Mrs. Danforth packed 5 bags of fun-sized candies for her family's picnic. Each bag contains 16 pieces. She had intended to pass out the same number of candies to each of her 4 children. But Cameron, her second-youngest, argues that she should instead distribute the candies in proportion to the children's ages. All of the children have different ages. If Cameron can convince his mother to give out the candies his way, he will gain two candies while his four-year-old sister will lose twelve. How old is Mrs. Danforth's oldest child?
Here is my attempt at this:
5 bags x 16 candies =80 candies.
80 / 4 = 20 candies per child
Since his 4-year old sister gets 20 -12 =8 candies, then:
8/4 =2 candies per year for each child's age.

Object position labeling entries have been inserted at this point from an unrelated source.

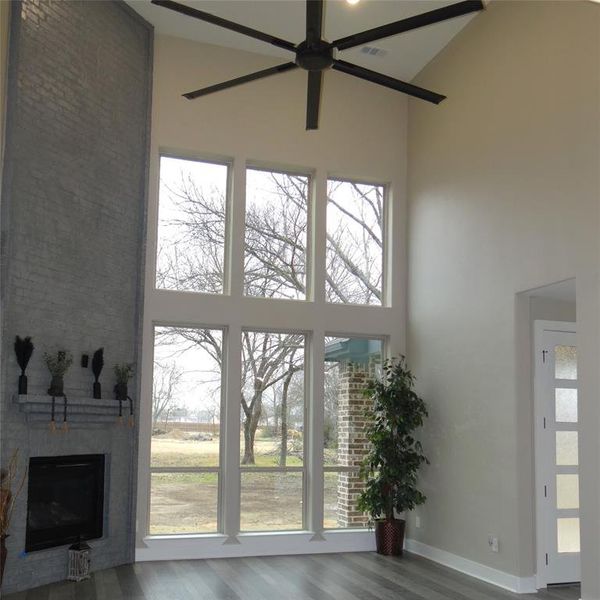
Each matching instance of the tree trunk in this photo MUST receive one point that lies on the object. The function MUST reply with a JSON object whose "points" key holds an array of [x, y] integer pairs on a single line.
{"points": [[284, 432], [250, 427]]}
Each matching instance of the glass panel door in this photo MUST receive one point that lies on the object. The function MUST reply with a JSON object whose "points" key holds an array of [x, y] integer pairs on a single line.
{"points": [[556, 385]]}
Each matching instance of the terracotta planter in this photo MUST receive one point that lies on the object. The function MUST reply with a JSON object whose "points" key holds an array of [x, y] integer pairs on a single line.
{"points": [[57, 386], [121, 391], [3, 553], [389, 537], [22, 385]]}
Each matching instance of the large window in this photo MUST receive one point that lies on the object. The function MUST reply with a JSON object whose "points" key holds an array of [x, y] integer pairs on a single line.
{"points": [[191, 225], [185, 443], [272, 431], [276, 234], [355, 242], [257, 414]]}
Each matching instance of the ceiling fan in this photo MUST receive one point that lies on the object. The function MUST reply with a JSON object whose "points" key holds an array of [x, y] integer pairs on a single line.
{"points": [[315, 54]]}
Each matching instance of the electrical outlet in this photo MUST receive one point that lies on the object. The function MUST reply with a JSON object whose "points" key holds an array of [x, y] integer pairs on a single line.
{"points": [[493, 543]]}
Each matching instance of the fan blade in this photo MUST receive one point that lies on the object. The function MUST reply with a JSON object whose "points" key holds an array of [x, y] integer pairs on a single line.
{"points": [[314, 21], [313, 99], [386, 81], [239, 80], [204, 16], [428, 18]]}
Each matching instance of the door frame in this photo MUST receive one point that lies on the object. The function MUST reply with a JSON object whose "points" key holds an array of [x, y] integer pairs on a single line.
{"points": [[539, 405]]}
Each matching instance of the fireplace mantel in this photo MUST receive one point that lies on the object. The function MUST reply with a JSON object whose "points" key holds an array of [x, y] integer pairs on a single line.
{"points": [[81, 411]]}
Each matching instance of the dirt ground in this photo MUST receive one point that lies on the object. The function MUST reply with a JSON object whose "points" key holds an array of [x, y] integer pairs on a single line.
{"points": [[187, 502]]}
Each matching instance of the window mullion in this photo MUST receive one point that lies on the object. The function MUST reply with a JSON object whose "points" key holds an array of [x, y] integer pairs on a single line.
{"points": [[236, 229], [314, 454], [319, 236], [230, 434]]}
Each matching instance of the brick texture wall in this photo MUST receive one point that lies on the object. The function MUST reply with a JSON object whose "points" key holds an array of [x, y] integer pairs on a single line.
{"points": [[352, 444], [73, 210]]}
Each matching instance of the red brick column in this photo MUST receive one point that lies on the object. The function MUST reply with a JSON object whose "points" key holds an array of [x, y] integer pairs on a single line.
{"points": [[352, 444]]}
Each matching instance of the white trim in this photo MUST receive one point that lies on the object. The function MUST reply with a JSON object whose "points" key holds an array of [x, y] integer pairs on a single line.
{"points": [[541, 448], [253, 544], [513, 583]]}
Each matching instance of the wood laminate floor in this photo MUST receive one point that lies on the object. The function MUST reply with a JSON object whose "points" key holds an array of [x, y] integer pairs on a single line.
{"points": [[350, 576]]}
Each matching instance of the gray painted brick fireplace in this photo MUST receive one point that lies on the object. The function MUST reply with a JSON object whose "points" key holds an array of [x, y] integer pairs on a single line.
{"points": [[73, 220]]}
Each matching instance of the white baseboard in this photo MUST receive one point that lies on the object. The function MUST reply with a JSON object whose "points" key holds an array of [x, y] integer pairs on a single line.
{"points": [[260, 544], [519, 585]]}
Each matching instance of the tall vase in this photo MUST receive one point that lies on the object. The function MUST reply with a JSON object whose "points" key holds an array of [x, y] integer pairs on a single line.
{"points": [[56, 386], [3, 553]]}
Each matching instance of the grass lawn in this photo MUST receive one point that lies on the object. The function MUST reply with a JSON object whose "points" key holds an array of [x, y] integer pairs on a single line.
{"points": [[187, 502]]}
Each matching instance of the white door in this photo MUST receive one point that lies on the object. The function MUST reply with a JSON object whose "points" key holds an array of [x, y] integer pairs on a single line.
{"points": [[557, 453]]}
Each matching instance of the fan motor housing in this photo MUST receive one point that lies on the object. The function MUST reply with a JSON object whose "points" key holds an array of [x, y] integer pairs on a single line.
{"points": [[316, 57]]}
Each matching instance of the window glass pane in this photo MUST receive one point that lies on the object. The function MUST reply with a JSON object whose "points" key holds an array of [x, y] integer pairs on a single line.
{"points": [[183, 503], [565, 362], [191, 226], [567, 535], [276, 234], [341, 494], [566, 405], [271, 501], [186, 397], [349, 363], [354, 242], [567, 491], [272, 411], [566, 448]]}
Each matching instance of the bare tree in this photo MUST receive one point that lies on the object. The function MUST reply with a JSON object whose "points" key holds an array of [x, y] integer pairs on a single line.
{"points": [[167, 377], [191, 257]]}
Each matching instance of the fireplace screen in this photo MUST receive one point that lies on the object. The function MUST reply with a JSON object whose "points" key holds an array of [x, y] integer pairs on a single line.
{"points": [[65, 502]]}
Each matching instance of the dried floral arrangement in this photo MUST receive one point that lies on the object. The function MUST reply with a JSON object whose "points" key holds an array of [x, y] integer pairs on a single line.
{"points": [[58, 363], [123, 373]]}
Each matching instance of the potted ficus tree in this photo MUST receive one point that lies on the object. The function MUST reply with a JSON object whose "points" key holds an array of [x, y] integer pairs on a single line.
{"points": [[392, 463]]}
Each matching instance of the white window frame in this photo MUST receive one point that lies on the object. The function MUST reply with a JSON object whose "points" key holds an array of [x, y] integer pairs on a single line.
{"points": [[233, 312]]}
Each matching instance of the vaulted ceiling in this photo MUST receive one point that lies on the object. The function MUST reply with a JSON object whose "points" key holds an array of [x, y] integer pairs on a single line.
{"points": [[401, 56]]}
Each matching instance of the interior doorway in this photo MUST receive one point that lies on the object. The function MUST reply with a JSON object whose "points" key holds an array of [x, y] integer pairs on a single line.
{"points": [[552, 313], [557, 452]]}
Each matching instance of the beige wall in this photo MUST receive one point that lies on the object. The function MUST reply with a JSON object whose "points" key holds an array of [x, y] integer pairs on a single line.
{"points": [[503, 197], [4, 20]]}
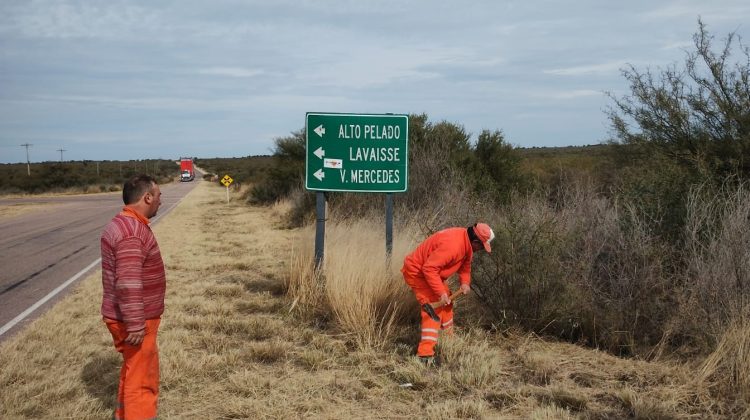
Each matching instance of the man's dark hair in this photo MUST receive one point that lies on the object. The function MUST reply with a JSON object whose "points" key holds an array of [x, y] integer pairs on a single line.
{"points": [[135, 187], [472, 235]]}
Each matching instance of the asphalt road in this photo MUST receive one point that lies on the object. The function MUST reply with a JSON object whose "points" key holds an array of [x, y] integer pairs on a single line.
{"points": [[57, 240]]}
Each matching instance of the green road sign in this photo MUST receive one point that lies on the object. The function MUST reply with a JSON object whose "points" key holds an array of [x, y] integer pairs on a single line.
{"points": [[356, 152]]}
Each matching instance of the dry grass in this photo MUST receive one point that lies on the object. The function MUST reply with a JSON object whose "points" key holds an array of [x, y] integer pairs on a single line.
{"points": [[231, 348]]}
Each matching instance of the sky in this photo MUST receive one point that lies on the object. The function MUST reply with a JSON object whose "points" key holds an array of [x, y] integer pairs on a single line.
{"points": [[121, 80]]}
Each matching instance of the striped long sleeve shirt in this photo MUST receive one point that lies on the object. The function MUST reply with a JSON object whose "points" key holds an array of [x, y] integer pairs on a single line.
{"points": [[133, 277]]}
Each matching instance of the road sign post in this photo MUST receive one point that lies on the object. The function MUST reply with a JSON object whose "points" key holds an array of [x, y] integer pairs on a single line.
{"points": [[227, 181], [355, 153]]}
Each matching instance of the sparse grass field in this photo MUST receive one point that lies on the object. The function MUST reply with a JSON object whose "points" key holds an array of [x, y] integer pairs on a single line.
{"points": [[232, 345]]}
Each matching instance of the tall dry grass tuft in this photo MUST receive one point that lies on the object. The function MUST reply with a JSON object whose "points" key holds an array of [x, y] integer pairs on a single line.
{"points": [[729, 365], [363, 294]]}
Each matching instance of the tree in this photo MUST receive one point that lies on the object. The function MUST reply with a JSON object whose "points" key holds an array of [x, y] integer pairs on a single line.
{"points": [[697, 116], [498, 163]]}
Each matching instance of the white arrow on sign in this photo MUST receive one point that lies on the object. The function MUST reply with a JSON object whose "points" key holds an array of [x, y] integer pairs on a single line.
{"points": [[320, 130]]}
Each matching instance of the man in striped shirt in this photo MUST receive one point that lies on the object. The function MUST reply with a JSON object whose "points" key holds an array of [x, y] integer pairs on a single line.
{"points": [[134, 284]]}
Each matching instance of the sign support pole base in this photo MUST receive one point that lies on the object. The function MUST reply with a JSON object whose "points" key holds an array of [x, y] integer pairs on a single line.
{"points": [[321, 207]]}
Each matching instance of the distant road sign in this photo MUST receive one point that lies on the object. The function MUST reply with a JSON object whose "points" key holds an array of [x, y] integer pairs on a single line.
{"points": [[356, 152]]}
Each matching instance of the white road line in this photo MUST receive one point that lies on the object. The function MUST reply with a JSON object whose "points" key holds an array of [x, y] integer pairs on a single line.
{"points": [[5, 328], [44, 300]]}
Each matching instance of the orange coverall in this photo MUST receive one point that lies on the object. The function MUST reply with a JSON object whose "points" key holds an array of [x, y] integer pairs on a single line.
{"points": [[427, 268]]}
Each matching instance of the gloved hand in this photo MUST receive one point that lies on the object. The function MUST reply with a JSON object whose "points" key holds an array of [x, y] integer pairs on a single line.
{"points": [[465, 288]]}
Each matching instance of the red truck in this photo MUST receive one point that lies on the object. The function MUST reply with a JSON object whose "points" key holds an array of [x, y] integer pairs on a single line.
{"points": [[187, 173]]}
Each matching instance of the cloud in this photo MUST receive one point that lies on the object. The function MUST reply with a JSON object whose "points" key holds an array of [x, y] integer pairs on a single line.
{"points": [[710, 12], [230, 72], [66, 20], [568, 94], [602, 68]]}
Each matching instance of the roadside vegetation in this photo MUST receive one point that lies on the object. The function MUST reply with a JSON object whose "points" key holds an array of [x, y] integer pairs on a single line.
{"points": [[80, 176], [242, 338]]}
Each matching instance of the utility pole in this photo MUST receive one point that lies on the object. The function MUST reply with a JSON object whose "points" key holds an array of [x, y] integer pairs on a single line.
{"points": [[28, 163]]}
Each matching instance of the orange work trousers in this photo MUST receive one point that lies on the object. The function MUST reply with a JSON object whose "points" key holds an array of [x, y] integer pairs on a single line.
{"points": [[138, 392], [430, 328]]}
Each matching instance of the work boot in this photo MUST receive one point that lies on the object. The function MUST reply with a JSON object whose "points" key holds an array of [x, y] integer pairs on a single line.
{"points": [[428, 361]]}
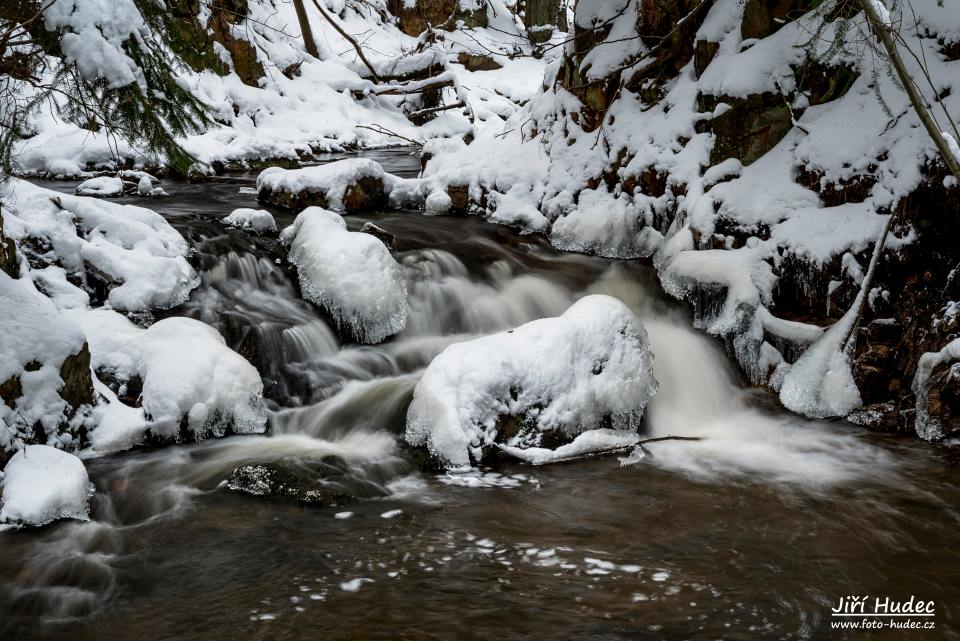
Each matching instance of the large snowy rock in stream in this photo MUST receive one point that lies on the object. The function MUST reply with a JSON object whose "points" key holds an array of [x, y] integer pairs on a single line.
{"points": [[129, 254], [258, 220], [537, 387], [174, 381], [350, 274], [937, 388], [350, 185], [44, 368], [101, 187], [43, 484]]}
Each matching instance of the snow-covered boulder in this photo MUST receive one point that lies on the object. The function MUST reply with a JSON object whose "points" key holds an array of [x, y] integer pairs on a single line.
{"points": [[350, 185], [42, 484], [44, 366], [349, 274], [537, 386], [258, 220], [129, 251], [101, 187], [937, 388], [176, 380]]}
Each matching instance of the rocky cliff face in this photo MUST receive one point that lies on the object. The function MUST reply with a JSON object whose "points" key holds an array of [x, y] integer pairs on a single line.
{"points": [[755, 165]]}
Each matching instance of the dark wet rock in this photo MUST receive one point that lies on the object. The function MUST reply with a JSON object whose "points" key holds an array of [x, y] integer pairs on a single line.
{"points": [[477, 62], [379, 232], [745, 128], [413, 18], [327, 482], [762, 18], [703, 54], [196, 43], [9, 263]]}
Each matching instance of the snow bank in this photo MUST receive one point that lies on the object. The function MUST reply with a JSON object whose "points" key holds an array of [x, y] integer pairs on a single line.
{"points": [[931, 428], [589, 368], [193, 385], [350, 274], [35, 342], [43, 484], [141, 256], [101, 186], [257, 220], [352, 184]]}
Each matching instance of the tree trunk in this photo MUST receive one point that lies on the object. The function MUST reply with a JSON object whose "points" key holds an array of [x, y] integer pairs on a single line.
{"points": [[542, 14], [916, 99], [305, 29]]}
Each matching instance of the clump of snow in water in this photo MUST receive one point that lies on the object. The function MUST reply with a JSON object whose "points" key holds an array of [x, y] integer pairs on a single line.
{"points": [[931, 428], [354, 585], [573, 373], [331, 179], [101, 186], [143, 256], [258, 220], [820, 384], [35, 340], [438, 202], [43, 484], [590, 442], [350, 274], [187, 371]]}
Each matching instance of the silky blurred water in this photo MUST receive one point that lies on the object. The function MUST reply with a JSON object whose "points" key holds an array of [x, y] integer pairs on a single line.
{"points": [[753, 532]]}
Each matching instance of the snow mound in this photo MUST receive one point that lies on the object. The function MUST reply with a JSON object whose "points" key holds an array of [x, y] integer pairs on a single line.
{"points": [[36, 340], [139, 255], [258, 220], [350, 274], [193, 385], [42, 484], [587, 369], [931, 427], [352, 184], [820, 384], [101, 186]]}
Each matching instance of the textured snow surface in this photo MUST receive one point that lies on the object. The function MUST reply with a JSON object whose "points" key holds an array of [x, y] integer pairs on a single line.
{"points": [[350, 274], [588, 368], [43, 484], [331, 179], [35, 340], [135, 247], [930, 428], [257, 220], [102, 186], [190, 378]]}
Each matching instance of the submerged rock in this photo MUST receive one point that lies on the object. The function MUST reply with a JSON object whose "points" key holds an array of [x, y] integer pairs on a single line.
{"points": [[327, 482], [351, 185]]}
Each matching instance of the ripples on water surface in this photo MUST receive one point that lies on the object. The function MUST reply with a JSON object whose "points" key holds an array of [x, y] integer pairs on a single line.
{"points": [[752, 533]]}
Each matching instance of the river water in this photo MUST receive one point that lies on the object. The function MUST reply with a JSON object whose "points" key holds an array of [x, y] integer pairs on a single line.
{"points": [[754, 532]]}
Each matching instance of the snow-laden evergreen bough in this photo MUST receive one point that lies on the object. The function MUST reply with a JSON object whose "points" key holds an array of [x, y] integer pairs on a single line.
{"points": [[351, 275], [590, 370]]}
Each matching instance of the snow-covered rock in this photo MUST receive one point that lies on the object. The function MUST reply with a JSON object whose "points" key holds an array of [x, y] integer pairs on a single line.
{"points": [[131, 250], [935, 385], [350, 274], [351, 185], [44, 366], [101, 187], [42, 484], [193, 385], [258, 220], [540, 384]]}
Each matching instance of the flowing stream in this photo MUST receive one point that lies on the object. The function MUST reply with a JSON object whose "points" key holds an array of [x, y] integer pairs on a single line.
{"points": [[754, 532]]}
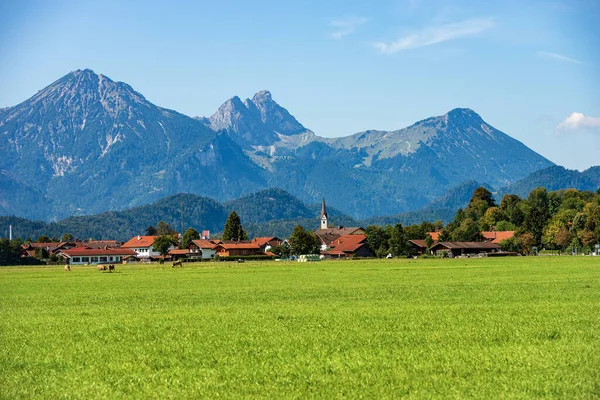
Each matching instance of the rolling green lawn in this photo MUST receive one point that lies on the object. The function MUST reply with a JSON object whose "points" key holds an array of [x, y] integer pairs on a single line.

Since Cameron will gain 20 + 2 =22 candies, then:
22 / 2 =11 years is Cameron's age.
22 candies of Cameron + 8 candies for youngest sister=30
80 - 30 = 50 candies for the remaining older children.
Since Cameron is the 2nd youngest, it means the remaining 2 siblings must be 12 and 13 years respectively:
So that: 12 x 2 = 24 candies for the 3rd oldest
And 13 x 2 = 26 candies for the oldest child. So, the total distributions of all the candies would be:
8 + 22 + 24 + 26 =80 candies.
So, the oldest child must be 13 years old.